Quand j'ai rencontré Mgr Durhône récemment, il a dit qu'il était contre l'automatic promotion au primaire. Je suis du même avis. Si un enfant de Grade 4 n'a pas maîtrisé les concepts de base, je pense qu'il faudrait qu'il redouble pour rattraper son retard.

J'aurai voulu revoir graduellement le système d'évaluation. Il y a beaucoup trop d'examens. Mais il ne faut pas aussi trop se presser. On ne peut pas changer de programme à mi-chemin sans consulter les enseignants, les parents, etc. il faudra éventuellement aérer le curriculum pour permettre aux enfants de respirer et d'avoir accès à d'autres créneaux moins académiques. Je ne veux pas prendre de décisions hâtives. Les assises d'avril seront l'occasion de faire le point sur toutes ces questions et de rectifier le tir. Même pour le nouveau programme, on verra ce qui marche et ne marche pas, ce qu'il faut améliorer. Je serai toujours à l'écoute des différents secteurs.

Comptez-vous rendre leur autonomie aux collèges privés qui ont été brimés ces dernières années ? Y aura-t-il une parité en budget et moyens avec les collèges publics ?

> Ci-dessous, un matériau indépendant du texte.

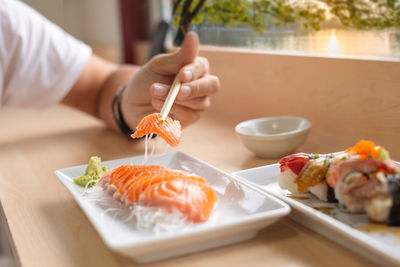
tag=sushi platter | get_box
[55,152,290,263]
[233,164,400,266]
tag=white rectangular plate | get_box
[233,164,400,265]
[55,152,290,263]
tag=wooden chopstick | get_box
[160,73,182,121]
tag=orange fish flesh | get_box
[98,165,217,222]
[131,113,182,146]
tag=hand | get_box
[122,32,220,130]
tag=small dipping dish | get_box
[235,116,311,158]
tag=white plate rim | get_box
[54,151,290,252]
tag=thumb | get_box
[177,31,199,67]
[149,32,199,75]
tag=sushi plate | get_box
[55,152,290,263]
[233,164,400,266]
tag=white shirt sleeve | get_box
[0,0,92,107]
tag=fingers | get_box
[150,75,220,103]
[180,57,210,83]
[147,32,199,75]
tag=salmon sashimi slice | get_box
[139,178,217,222]
[98,165,217,222]
[131,113,182,146]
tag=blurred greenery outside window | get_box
[172,0,400,61]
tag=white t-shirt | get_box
[0,0,92,107]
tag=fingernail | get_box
[183,70,193,81]
[179,85,190,97]
[154,83,168,96]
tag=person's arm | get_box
[62,33,219,135]
[61,55,139,133]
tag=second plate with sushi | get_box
[233,164,400,266]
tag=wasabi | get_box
[74,156,108,187]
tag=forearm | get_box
[97,65,139,130]
[62,55,138,132]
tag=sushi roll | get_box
[327,140,400,224]
[278,153,335,202]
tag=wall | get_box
[24,0,122,62]
[201,47,400,159]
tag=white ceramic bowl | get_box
[235,116,311,158]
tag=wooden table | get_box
[0,106,373,267]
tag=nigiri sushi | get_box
[278,153,335,202]
[327,140,400,225]
[98,165,217,222]
[131,113,181,146]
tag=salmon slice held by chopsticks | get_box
[131,113,182,146]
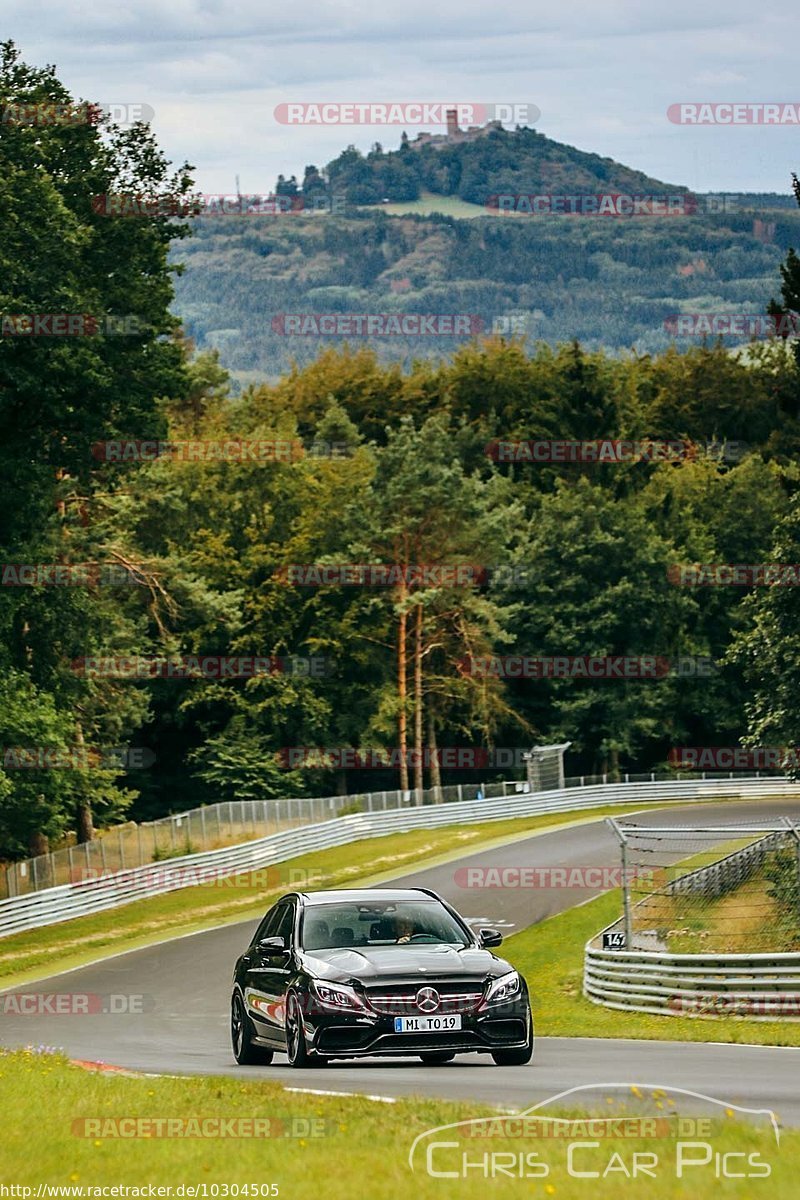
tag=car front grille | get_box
[365,979,483,1016]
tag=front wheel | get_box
[230,992,272,1067]
[492,1018,534,1067]
[285,991,319,1068]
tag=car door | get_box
[245,900,296,1045]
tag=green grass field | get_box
[0,1051,800,1200]
[367,191,493,217]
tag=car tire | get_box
[492,1016,534,1067]
[285,991,320,1069]
[230,991,272,1067]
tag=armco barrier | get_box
[0,778,800,936]
[583,832,800,1021]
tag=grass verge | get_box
[503,890,800,1046]
[0,1051,800,1200]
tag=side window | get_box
[256,904,285,946]
[277,904,294,947]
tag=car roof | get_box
[297,888,439,907]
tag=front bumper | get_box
[306,1003,531,1058]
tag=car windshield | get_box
[300,900,469,950]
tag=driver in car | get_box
[396,917,419,943]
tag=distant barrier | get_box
[583,828,800,1021]
[0,778,800,936]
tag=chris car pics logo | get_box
[408,1082,780,1176]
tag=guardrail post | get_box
[606,817,633,950]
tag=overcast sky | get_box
[2,0,800,192]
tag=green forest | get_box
[0,43,800,859]
[173,130,800,381]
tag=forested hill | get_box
[302,128,685,204]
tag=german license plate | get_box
[395,1016,461,1033]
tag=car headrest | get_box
[331,925,355,946]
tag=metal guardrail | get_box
[583,829,800,1021]
[0,779,800,937]
[0,770,776,901]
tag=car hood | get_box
[303,946,513,984]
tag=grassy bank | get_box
[0,1052,800,1200]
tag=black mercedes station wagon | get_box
[230,888,534,1067]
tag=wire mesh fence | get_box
[608,818,800,954]
[0,768,775,900]
[0,780,537,900]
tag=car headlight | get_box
[486,971,522,1004]
[311,979,366,1013]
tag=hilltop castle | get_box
[409,108,503,150]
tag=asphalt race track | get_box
[0,800,800,1126]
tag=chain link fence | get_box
[0,768,775,900]
[608,817,800,954]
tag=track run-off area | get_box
[0,799,800,1126]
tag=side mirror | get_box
[255,937,287,959]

Je ne comprends pas pourquoi l'ex-directeur de la PSEA et l'exministre de l'Éducation se sont bagarrés avec les managers des écoles privées, pourquoi on a fait suffoquer ces écoles en les privant de ressources financières. J'ai trouvé ce blocage irrationnel. C'est pour cela qu'avant la fin de l'année financière, j'ai débloqué la somme de Rs 150 millions, qui était leur dû, qui avait été votée dans le budget. Bien sûr que ces écoles auront leur autonomie. Elles ont chacune leur spécificité. Elles sont des partenaires et sans leur soutien on ne peut pas fonctionner.

J'ai déjà rencontré Mgr Durhône et les responsables de la SeDEC et je rencontre tous les managers vendredi dans le cadre de la rentrée. Je mise beaucoup sur la cordialité de nos relations car j'ai à coeur la réussite de chaque enfant de la République.

Le kreol mor isien (KM) sera-t-il introduit en Grade 12 cette année ?

Je suis tout à fait en faveur de l'introduction du KM en Grade 12. Mais on m'a laissé entendre qu'il y a encore quelques problèmes à aplanir. Je vais pousser pour que cela se fasse aussitôt que possible car je voudrais que cela se réalise sous mon mandat.

L'indiscipline à l'école est un gros souci. Comment comptez-vous gérer cela ?

Je compte venir avec un programme d'anti-bullying qui va de pair avec l'indiscipline. Je vois cela dans le sens large du terme. Quand je parle de bullying, je ne pense pas qu'aux élèves entre eux. On voit cela même chez des profs dans leur manière de traiter les élèves ; dans la façon dont des élèves traitent leurs profs en classe sur les réseaux sociaux...

Mais il y a une chose dont on ne parle pas: le bullying au sein des familles, le body-shaming, la façon dont on traite ceux qui réussissent et ceux qui ne réussissent pas et d'autres formes de harcèlement. Vous imaginez que dans des fêtes familiales, des cousines /cousines sont ensemble et il y a un oncle/ une tante qui arrive et commence à comparer les enfants. Il faut sensibiliser la population à cette forme de violence contre les enfants. On n'en parle pas. Mais moi je le ferai car il faut que ça s'arrête quelque part.

Vous voulez bannir le portable en classe ? Ne craignez-vous pas une levée de boucliers ?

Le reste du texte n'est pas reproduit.